En 1967, l'appétit des expansionnistes grandit encore lorsqu'Israël remporte la guerre des Six Jours et occupe de nouveaux territoires, dont la péninsule du Sinaï, jusqu'ici propriété de l'Égypte. « C'est notamment ce que revendiquait le Mouvement pour la Terre entière d'Israël, fondé en 1967 et qui en 1973 a rejoint le Likoud, coalition de partis de droite israéliens, actuellement présidé par Netanyahou », pointe l'enseignant-vidéaste.
Selon Rudy Reichstadt, « la conception likoudnik pragmatique du Grand Israël (celle de Benyamin Netanyahou), c'est un État d'Israël qui annexerait l'intégralité de la Judée-Samarie (Cisjordanie), Jérusalem (dont la Vieille Ville) et la bande de Gaza. Le Golan également. Mais pas la Jordanie ».

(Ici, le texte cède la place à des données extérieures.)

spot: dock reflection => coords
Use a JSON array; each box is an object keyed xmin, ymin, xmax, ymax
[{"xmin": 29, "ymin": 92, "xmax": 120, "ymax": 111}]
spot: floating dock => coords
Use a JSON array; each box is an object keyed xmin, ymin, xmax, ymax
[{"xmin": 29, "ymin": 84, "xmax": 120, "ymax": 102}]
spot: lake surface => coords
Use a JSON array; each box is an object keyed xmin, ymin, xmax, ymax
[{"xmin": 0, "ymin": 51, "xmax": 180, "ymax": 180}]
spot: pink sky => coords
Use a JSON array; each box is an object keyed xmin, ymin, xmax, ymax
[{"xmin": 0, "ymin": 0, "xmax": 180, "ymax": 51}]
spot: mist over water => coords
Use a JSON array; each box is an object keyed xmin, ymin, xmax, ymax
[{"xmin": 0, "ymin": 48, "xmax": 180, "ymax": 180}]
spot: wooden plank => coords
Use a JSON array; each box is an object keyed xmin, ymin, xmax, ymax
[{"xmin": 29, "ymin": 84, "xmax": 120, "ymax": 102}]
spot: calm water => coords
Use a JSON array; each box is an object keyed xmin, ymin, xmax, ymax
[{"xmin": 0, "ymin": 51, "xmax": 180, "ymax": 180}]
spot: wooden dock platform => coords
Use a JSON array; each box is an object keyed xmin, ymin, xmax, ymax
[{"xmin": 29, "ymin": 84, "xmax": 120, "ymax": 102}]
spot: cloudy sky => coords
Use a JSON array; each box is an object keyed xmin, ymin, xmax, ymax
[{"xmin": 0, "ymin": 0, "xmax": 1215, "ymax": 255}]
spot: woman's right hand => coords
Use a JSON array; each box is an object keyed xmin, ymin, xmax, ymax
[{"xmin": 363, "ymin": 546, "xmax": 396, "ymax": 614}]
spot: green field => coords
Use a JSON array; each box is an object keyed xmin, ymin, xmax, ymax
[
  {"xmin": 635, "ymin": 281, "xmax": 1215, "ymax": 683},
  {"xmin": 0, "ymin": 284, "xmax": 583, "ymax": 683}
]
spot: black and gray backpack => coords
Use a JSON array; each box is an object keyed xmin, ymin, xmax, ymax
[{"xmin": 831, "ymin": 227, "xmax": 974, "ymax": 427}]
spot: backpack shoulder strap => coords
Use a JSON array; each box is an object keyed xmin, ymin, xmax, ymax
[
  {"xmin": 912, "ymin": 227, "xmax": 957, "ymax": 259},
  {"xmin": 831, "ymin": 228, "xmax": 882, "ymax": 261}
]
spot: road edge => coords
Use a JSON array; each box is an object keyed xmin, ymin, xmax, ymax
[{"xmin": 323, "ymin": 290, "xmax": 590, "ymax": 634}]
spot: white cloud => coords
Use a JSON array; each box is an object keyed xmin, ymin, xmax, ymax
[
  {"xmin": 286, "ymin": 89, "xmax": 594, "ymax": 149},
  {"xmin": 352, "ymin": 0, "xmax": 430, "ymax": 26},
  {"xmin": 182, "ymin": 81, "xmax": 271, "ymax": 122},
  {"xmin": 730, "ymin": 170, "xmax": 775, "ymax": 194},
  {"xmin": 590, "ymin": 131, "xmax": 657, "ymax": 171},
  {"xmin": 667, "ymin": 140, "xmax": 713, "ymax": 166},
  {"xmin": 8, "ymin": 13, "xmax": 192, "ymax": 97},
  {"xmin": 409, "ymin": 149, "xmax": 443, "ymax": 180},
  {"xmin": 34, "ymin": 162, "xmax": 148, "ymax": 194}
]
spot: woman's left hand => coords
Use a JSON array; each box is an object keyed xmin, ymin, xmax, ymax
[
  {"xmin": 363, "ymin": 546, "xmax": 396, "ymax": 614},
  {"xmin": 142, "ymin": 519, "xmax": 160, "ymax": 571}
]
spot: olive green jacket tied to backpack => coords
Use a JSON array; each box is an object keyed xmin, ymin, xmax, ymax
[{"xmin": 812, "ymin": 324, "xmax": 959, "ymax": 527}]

Un dernier usage du « Grand Israël », « le plus polémique », est encore plus minoritaire, relève Yann Bouvier. « Ce Grand Israël-là correspondrait au territoire promis par Dieu aux descendants d'Abraham dans la Genèse, des terres s'étirant du Grand fleuve d'Égypte, c'est-à-dire le Nil, jusqu'à l'Euphrate. » Une allusion à des frontières bibliques donc, remontant au temps du roi Salomon, rognant sur la Jordanie, le Liban la Syrie, l'Égypte, l'Irak ou l'Arabie saoudite.
S'il s'agit du sens le moins partagé en Israël, il gagne en visibilité par l'intermédiaire des ultranationalistes qui noyautent la coalition de Benyamin Netanyahou. Comme le rappelle i24NEWS, « en mars 2023, le ministre des Finances, Bezalel Smotrich, avait déjà provoqué la colère de la Jordanie en apparaissant à Paris devant une carte intégrant des territoires jordaniens, conduisant Israël à réaffirmer son engagement envers le traité de paix de 1994 avec Amman ».
« Les délires présentant un État d'Israël allant du Nil à l'Euphrate, conformément à un plan expansionniste secret visant à annexer une partie substantielle de l'Égypte, mais aussi de plusieurs pays arabes, relèvent du pur fantasme complotiste », estime Rudy Reichstadt.
Risque d'escalade
Quel que soit « le Grand Israël » auquel Benyamin Netanyahou affirme adhérer, ses déclarations ont déclenché un tollé dans la région. L'Égypte « a demandé des clarifications à ce sujet, au vu de ce que cela reflète en termes de provocation à l'instabilité, de rejet de l'option de la paix dans la région et d'insistance sur l'escalade ». Côté jordanien, on fustige une « dangereuse escalade provocatrice et une menace à la souveraineté des pays ».
En Irak, le ministère des Affaires étrangères a condamné « les déclarations émanant de l'entité d'occupation concernant ce qui est appelé la vision du Grand Israël, et qui révèlent clairement les ambitions expansionnistes de cette entité ». Pour sa part, l'Arabie saoudite a exprimé « son rejet total des idées et projets de colonisation et d'expansion adoptés par les autorités d'occupation israéliennes », réitérant « le droit historique et légal du peuple palestinien à établir son état indépendant ».